VwSen - 100189/14/Fra/Ka Linz, am 28.Jänner 1992 DVR.0690392

E r k e n n t n i s

Der unabhängige Verwaltungssenat des Landes Oberösterreich hat durch die Kammer unter dem Vorsitz des Dr. Kurt Wegschaider sowie den Berichter Dr. Johann Fragner und den Beisitzer Dr. Alfred Grof über die Berufung E F,M; vertreten durch Dr. W R, Rechtsanwalt gegen das Straferkenntnis der Bezirkshauptmannschaft Braunau am Inn vom 2. September 1991, Zl. VerkR96/175/1991/Gz, nach der am 9. Jänner 1992 durchgeführten öffentlichen mündlichen Verhandlung zu Recht erkannt:

I. Der Berufung wird Folge gegeben. Das angefochtene Straferkenntnis wird behoben und das Verfahren eingestellt.

Rechtsgrundlage: § 66 Abs.4 AVG i.V.m. §§ 24, 51, 51e Abs.1 und 45 Abs.1 Z.1 und 3 VStG.

II. Es entfällt die Leistung jeglicher Strafkostenbeiträge.

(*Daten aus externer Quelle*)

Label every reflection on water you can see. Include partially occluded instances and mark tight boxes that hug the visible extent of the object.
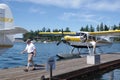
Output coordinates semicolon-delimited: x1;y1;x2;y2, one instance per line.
0;42;120;80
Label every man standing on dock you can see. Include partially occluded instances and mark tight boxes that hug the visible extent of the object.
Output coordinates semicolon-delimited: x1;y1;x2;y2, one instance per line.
21;39;36;72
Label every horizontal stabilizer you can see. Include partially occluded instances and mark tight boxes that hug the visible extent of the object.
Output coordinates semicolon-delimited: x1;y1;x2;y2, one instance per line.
0;27;28;35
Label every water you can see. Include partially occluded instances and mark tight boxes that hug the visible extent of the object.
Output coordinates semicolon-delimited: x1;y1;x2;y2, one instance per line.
0;42;120;80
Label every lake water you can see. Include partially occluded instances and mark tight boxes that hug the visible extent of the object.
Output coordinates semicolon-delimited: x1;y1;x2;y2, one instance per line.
0;42;120;80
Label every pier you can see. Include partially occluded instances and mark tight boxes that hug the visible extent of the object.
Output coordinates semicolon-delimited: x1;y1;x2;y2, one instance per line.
0;53;120;80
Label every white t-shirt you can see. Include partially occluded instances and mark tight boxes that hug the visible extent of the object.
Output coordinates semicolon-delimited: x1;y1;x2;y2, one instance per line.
25;43;35;53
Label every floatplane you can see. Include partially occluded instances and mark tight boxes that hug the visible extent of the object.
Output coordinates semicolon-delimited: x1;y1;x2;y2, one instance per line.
41;30;120;59
0;4;27;53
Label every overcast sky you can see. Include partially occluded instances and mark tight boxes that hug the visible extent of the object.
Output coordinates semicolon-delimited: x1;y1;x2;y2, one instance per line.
0;0;120;31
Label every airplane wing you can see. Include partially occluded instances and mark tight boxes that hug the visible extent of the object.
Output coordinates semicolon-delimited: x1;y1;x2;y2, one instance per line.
39;32;76;35
0;27;28;35
89;30;120;36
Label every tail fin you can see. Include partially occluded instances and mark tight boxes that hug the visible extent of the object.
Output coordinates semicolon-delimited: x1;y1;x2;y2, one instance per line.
0;4;14;29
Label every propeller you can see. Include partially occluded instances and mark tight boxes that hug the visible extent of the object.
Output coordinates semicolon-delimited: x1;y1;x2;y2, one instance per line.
57;29;70;46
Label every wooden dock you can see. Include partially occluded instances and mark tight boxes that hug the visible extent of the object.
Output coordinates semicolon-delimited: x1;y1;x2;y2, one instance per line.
0;53;120;80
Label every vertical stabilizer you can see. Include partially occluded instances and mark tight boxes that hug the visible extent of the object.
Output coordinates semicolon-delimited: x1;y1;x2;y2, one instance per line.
0;4;14;29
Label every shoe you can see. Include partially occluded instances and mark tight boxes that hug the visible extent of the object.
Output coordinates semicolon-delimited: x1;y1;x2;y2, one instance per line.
32;68;36;70
24;69;28;72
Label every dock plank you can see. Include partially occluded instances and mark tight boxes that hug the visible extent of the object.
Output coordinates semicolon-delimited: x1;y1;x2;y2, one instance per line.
0;53;120;80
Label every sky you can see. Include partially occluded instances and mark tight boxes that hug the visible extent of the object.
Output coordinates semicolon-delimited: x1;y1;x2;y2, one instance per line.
0;0;120;36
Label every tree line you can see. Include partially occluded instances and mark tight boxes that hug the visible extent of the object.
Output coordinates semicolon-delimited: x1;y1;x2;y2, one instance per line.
23;23;120;41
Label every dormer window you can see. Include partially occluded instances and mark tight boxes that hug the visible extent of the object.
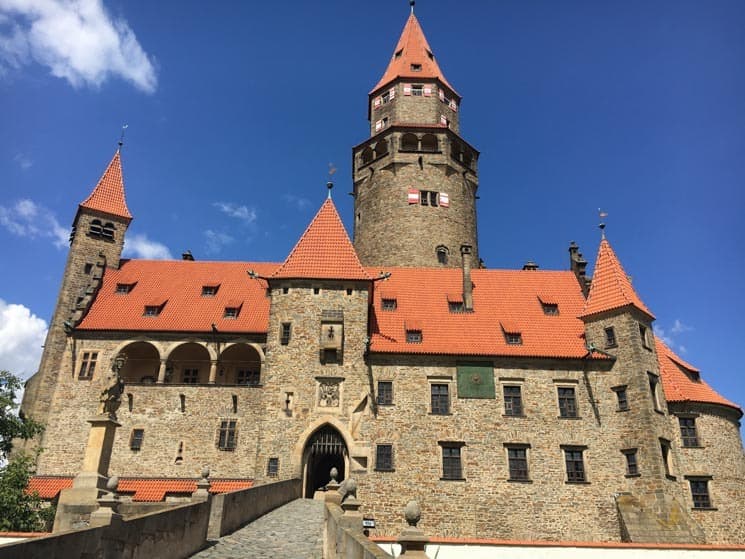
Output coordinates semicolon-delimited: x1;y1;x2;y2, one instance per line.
202;283;220;297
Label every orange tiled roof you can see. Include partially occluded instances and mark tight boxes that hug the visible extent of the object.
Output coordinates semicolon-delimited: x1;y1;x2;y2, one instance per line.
655;338;742;413
271;198;370;280
370;14;456;93
78;260;278;333
581;239;654;320
80;150;132;219
368;268;603;359
26;476;253;502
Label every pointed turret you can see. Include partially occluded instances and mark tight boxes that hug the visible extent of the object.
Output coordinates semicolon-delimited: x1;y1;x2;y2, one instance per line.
370;12;457;95
271;198;371;280
80;149;132;221
580;238;655;320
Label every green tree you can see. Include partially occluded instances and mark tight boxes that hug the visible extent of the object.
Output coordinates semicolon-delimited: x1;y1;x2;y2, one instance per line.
0;371;54;532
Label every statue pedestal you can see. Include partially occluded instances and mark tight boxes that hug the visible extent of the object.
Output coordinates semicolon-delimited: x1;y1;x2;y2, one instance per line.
52;415;121;532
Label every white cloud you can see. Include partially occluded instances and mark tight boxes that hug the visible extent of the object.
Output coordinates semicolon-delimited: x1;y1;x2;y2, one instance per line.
0;198;70;248
212;202;256;224
204;229;235;255
122;233;173;260
0;299;47;379
0;0;157;93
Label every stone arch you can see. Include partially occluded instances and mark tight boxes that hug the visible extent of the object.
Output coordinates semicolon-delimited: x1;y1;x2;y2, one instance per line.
422;134;437;152
166;342;214;384
113;340;160;384
215;342;264;386
401;132;419;151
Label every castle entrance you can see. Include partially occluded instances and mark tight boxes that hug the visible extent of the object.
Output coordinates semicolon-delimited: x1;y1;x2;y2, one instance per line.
303;425;349;499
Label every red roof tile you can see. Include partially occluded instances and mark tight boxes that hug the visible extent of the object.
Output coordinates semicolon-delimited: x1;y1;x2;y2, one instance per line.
271;198;371;280
78;260;278;333
80;150;132;224
370;14;456;93
368;268;604;359
26;476;253;502
655;338;742;413
581;239;654;319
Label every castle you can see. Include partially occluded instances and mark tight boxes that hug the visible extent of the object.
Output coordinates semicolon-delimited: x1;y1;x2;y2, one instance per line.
22;6;745;543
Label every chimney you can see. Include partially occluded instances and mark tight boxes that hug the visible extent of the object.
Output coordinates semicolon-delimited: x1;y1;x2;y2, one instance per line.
569;241;590;297
460;245;473;312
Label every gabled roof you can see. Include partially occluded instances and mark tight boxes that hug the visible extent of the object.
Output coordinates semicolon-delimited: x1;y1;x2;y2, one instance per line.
77;260;278;333
655;338;742;414
271;198;371;280
370;13;456;93
580;238;654;320
368;268;605;359
80;150;132;220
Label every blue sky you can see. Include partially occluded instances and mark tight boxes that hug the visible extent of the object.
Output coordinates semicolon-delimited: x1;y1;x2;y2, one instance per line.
0;0;745;414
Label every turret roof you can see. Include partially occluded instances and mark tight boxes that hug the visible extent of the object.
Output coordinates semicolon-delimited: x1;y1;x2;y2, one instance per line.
370;13;456;93
271;198;371;280
80;150;132;220
580;238;654;320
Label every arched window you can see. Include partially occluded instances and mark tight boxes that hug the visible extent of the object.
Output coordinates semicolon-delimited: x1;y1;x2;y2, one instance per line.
435;245;450;266
362;146;375;165
375;140;388;158
401;133;419;151
422;134;437;152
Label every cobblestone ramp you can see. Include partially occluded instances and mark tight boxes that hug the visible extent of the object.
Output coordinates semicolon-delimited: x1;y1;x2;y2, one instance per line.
192;499;324;559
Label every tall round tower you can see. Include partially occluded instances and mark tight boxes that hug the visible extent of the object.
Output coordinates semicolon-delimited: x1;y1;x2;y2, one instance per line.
353;12;479;267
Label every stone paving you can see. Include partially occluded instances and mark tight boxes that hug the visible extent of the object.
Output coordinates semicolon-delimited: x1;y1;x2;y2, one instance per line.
192;499;323;559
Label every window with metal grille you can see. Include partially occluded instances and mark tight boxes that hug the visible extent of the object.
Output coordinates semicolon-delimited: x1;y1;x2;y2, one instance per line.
217;419;237;450
678;417;699;447
78;351;98;378
440;443;463;479
378;380;393;406
279;322;292;345
430;384;450;415
558;386;577;417
240;369;261;386
688;478;711;509
503;386;523;415
564;448;585;483
129;429;145;450
507;446;530;481
375;444;393;472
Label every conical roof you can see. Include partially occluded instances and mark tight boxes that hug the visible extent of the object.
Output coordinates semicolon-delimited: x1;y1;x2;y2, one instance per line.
580;239;654;320
270;198;371;280
370;13;456;93
80;150;132;220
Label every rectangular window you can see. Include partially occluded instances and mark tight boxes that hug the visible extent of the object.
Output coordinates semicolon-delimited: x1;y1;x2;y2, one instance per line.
279;322;292;345
183;369;199;384
217;419;237;450
621;448;639;476
605;326;616;347
375;444;393;472
378;380;393;406
558;386;577;417
429;384;450;415
78;351;98;378
129;429;145;450
507;446;530;481
688;478;712;509
440;443;463;479
678;417;699;447
503;386;523;416
240;369;261;386
564;448;586;483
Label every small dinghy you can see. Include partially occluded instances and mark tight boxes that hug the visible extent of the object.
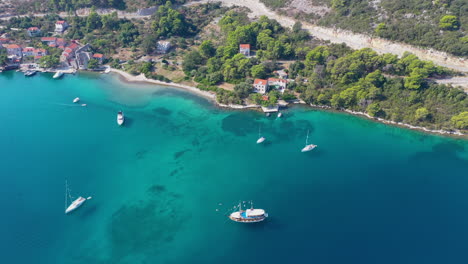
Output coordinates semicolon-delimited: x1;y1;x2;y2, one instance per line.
117;111;125;126
65;181;91;214
52;71;63;79
301;130;317;152
257;127;266;144
24;70;37;77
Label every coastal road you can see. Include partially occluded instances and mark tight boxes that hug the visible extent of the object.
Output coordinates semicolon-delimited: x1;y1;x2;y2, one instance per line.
192;0;468;73
0;0;468;73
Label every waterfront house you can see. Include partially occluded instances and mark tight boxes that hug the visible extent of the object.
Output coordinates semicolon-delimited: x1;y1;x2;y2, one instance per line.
33;49;47;57
76;51;91;70
3;44;23;58
253;79;268;94
93;53;104;64
55;20;68;33
268;78;288;93
55;38;67;49
22;47;34;57
27;27;41;37
275;70;288;80
239;44;250;57
156;40;171;54
41;37;57;46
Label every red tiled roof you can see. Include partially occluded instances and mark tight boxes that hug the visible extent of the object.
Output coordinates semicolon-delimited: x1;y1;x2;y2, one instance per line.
268;78;288;83
68;43;78;49
41;37;57;41
254;79;267;85
6;44;21;49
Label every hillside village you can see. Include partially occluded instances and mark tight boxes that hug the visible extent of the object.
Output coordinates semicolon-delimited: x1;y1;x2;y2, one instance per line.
0;20;105;71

Rechtsgrundlage: § 66 VStG.

Entscheidungsgründe:

I.1. Die Bezirkshauptmannschaft Braunau am Inn hat über den Beschuldigten wegen der Verwaltungsübertretung nach § 5 Abs.2 i.V.m. § 99 Abs.1 lit.a (gemeint offenbar: lit.b) eine Geldstrafe von 13.000 S und für den Fall der Uneinbringlichkeit dieser eine Ersatzfreiheitsstrafe von 13 Tagen verhängt, weil er am 23. Dezember 1990 um 1.45 Uhr den PKW Mercedes 200D, auf der H. Bezirksstraße in Ibm, Gemeinde E, Bezirk B, in Richtung M bis zur H. Bezirksstraße in Ibm, Gemeinde E, nächst dem Haus X in Ibm gelenkt hat und sich am 23. Dezember 1990 um 1.50 Uhr in E vor dem Haus Ibm X gegenüber einem besonders geschulten und von der Behörde hiezu ermächtigten Organ der Straßenaufsicht, einem Gendarmeriebeamten, geweigert hat, seine Atemluft mittels Alkomat auf Alkoholgehalt untersuchen zu lassen, obwohl aufgrund von Alkoholisierungsmerkmalen vermutet werden konnte, daß er sich bei der angeführten Fahrt in einem durch Alkohol beeinträchtigten Zustand befunden hat, zumal er infolge unzureichender Beatmung einen ungültigen Test durchführte. Ferner wurde der Beschuldigte gemäß § 64 VStG zur Leistung eines Kostenbeitrages zum Strafverfahren in Höhe von 1.300 S, d.s. 10 % der Strafe, verpflichtet.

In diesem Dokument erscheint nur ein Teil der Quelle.